Manual analysis of DTI images for diagnosis of Alzheimer’s is time consuming and often does not capture all the information available. So, Ranjan, for his M.S. thesis, developed an automated approach to identify the regions that are most relevant for detecting Alzheimer’s.

Implementing machine learning algorithms that extract features prominently linked to the pathology of Alzheimer’s as well as removing redundant and unwanted ones, is primarily what Ranjan worked on. Tractography, or the analysis of linking tracts, is a vital part of his work. Continuous white matter pathways are constructed from the DTI images, and the average length of tracts is a by-product of this construction.

“To impart a physical touch, we thought, why not measure them [the number of tracts and their length]? And that was the eureka moment. We nailed down on the best available algorithm for tractography and started out to measure the length and number of tracts in various regions of the brain and compare patterns between DTI images of normal and Alzheimer’s subjects’ brains,” says Ranjan.

This comparison revealed a significant difference. The smaller length of tracts associated with Alzheimer’s, he says, may be attributed to loss of neuronal pathways. Qualification of the disorder on the basis of this feature seems a promising technique for diagnosis.

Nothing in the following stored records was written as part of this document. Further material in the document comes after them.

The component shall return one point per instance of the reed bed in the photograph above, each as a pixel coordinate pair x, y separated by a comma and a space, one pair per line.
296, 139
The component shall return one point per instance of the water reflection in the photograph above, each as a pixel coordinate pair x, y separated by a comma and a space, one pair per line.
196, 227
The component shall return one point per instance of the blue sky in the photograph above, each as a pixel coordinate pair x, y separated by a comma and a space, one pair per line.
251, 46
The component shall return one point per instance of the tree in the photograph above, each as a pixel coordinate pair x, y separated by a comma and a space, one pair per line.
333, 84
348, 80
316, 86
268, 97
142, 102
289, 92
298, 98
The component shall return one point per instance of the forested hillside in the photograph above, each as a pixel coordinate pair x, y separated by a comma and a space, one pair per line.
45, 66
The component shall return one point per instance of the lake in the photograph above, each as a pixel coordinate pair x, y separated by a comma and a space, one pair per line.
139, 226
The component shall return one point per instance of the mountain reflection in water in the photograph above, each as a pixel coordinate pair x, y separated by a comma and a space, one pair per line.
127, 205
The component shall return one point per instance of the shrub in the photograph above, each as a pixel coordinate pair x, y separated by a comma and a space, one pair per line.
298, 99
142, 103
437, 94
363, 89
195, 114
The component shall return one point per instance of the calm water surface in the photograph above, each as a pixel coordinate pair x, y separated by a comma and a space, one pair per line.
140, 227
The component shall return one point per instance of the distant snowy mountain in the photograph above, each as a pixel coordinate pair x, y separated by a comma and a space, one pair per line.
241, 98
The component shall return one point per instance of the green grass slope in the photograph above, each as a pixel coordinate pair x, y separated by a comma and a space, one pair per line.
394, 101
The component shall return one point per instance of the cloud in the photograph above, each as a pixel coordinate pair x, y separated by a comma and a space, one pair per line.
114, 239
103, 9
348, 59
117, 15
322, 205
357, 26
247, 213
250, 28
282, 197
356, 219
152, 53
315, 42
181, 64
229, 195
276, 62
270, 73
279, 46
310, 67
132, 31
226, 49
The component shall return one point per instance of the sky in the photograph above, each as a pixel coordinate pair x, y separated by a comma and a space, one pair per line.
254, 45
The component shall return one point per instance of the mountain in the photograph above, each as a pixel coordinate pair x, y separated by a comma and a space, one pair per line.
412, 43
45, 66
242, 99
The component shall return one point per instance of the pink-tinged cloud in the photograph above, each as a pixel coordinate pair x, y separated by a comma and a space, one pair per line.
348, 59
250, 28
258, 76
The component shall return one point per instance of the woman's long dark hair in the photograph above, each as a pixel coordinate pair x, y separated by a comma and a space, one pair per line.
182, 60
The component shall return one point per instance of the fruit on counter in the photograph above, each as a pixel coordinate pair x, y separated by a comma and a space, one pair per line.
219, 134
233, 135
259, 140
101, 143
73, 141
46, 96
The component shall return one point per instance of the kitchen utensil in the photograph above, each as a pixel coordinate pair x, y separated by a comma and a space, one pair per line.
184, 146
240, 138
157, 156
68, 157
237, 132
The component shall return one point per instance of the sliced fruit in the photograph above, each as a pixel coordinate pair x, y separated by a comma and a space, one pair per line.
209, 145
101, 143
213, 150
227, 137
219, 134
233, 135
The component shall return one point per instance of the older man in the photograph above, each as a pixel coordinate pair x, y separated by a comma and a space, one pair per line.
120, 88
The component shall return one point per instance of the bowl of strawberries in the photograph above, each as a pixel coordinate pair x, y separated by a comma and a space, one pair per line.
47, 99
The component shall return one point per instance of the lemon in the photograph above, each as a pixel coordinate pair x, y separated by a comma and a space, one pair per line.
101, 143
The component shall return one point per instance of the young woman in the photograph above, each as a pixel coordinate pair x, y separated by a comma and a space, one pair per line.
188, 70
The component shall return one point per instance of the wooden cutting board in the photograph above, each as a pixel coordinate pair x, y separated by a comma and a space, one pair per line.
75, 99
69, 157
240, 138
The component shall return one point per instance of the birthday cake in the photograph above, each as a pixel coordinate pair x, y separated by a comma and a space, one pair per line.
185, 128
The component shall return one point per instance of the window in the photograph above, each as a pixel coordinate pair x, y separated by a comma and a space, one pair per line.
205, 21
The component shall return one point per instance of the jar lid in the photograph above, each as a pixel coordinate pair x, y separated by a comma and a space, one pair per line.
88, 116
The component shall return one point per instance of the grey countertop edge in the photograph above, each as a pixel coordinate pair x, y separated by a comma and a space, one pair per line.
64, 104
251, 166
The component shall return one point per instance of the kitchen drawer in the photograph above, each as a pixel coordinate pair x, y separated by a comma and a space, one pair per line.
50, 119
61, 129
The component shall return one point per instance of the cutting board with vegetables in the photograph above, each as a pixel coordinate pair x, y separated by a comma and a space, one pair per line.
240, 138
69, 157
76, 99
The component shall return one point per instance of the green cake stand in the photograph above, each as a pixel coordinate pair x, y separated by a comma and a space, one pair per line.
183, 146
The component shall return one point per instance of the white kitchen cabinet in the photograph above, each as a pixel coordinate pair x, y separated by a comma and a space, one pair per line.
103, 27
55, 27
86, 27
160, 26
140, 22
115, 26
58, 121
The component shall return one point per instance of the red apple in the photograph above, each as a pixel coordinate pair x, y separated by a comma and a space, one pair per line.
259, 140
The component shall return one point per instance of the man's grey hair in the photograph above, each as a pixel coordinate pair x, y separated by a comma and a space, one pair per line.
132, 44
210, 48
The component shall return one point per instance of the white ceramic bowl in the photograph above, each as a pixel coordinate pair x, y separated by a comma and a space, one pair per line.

“Our motivation towards working on this particular problem stems from understanding the importance of early diagnosis in this particular disease,” says Ranjan. If we learn to predict the disease in its early stages, we might be able to trace its growth and any accompanying structural, biological and functional changes. Imaging technology is at the core of such research efforts, as engineers try and develop methodologies and algorithms to extract information about neurological conditions from images of the brain.